TicTacToe example does not give a 'query response' to browser discovery

The TicTacToe example offers a Bonjour service (the listener) and discovers a service (the browser), but the listener does not give a 'query response' when the browser does discovery. This can be observed using WireShark. To demonstrate, start the listener end and offer a game without the 2nd copy (the browser end) running. Run the browser end, which does discovery (a query) when it starts. The listener does not give a 'query response', and does not get put in the browser's list of available games.

If both ends of the peer-to-peer game are running when the game is offered, then the game does appear in the browser's list of games.

What setting is missing in the TicTacToe example to cause the 'query response'?

Accepted Reply

browseResultsChangedHandler is being called with updates and can be called multiple times. Identical results recorded from the previous update will not result in an update call to browseResultsChangedHandler. So what this means is browseResultsChangedHandler could be called for additions, removals, or changes etc..


Cancelling the browser will stop updates from being populated on this callback.



Matt Eaton

DTS Engineering, CoreOS

meaton3 at apple.com

Replies

In the MDNS probe, there are queries and answers. If you are queried and the response is in the answer section (in this case it is), you don't have to respond. That is why the TicTacToe server doesn't respond to the query.

The client doesn't list the game, though, even though it has it in the answer section of the probe.


The client adds and removes the game from the table view on discovery.


Tracing the table view delegate

func tableView(_ tableView: NSTableView, viewFor tableColumn: NSTableColumn?, row: Int){}

the table view loads the game name, then unloads it immediately.


So, now the question is why does the game name get removed?

Do you mean, why does the game name get removed after a certain amount of inactivity, or just from the tableviews

| So, now the question is why does the game name get removed?


Matt Eaton

DTS Engineering, CoreOS

meaton3 at apple.com

The issue is with NWBrowser and how it deals with cached DNS services.


If the service (the game) isn't cached, then there is only a query in the DNS probe. The service gives a query response. NWBrowser calls browseResultsChangedHandler() once, with the service.
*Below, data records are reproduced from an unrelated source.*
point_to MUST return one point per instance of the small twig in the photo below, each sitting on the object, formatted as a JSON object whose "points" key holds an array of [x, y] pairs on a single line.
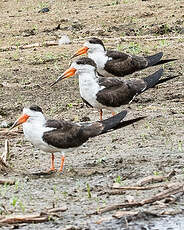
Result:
{"points": [[6, 152], [7, 181], [160, 196], [61, 209], [34, 45], [31, 218], [151, 179], [124, 188]]}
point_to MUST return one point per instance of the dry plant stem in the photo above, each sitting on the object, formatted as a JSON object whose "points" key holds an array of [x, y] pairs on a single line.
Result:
{"points": [[7, 181], [151, 179], [10, 133], [33, 218], [137, 187], [34, 45], [157, 197], [6, 152]]}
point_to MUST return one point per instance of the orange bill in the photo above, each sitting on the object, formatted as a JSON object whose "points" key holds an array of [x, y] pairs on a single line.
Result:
{"points": [[22, 119], [68, 73], [81, 51]]}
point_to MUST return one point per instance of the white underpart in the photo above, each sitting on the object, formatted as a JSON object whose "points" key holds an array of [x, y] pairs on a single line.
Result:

If the service is cached, there is a query and answer in the DNS probe. The service doesn't give a query response because the service name is in the answer section of the probe. NWBrowser calls browseResultsChangedHandler() once, with the service from the cache, and then within 100 ms a second time, with no services. This is not always true in TicTacToe, but sometimes is. In a test program that I wrote, it is always true.


If I accumulate the services rather than clearing 'results' every time (which TicTacToe does) then I have the service, and I can connect to it.


The question is whether browseResultsChangedHandler() is calling with the complete list of services every time. From the documentation, it is 'updates', so I guess it is not the complete list, just additions. If that is true then TicTacToe shouldn't be clearing 'results' every time browseResultsChangedHandler() is called.

browseResultsChangedHandler is being called with updates and can be called multiple times. Identical results recorded from the previous update will not result in an update call to browseResultsChangedHandler. So what this means is browseResultsChangedHandler could be called for additions, removals, or changes etc..


Cancelling the browser will stop updates from being populated on this callback.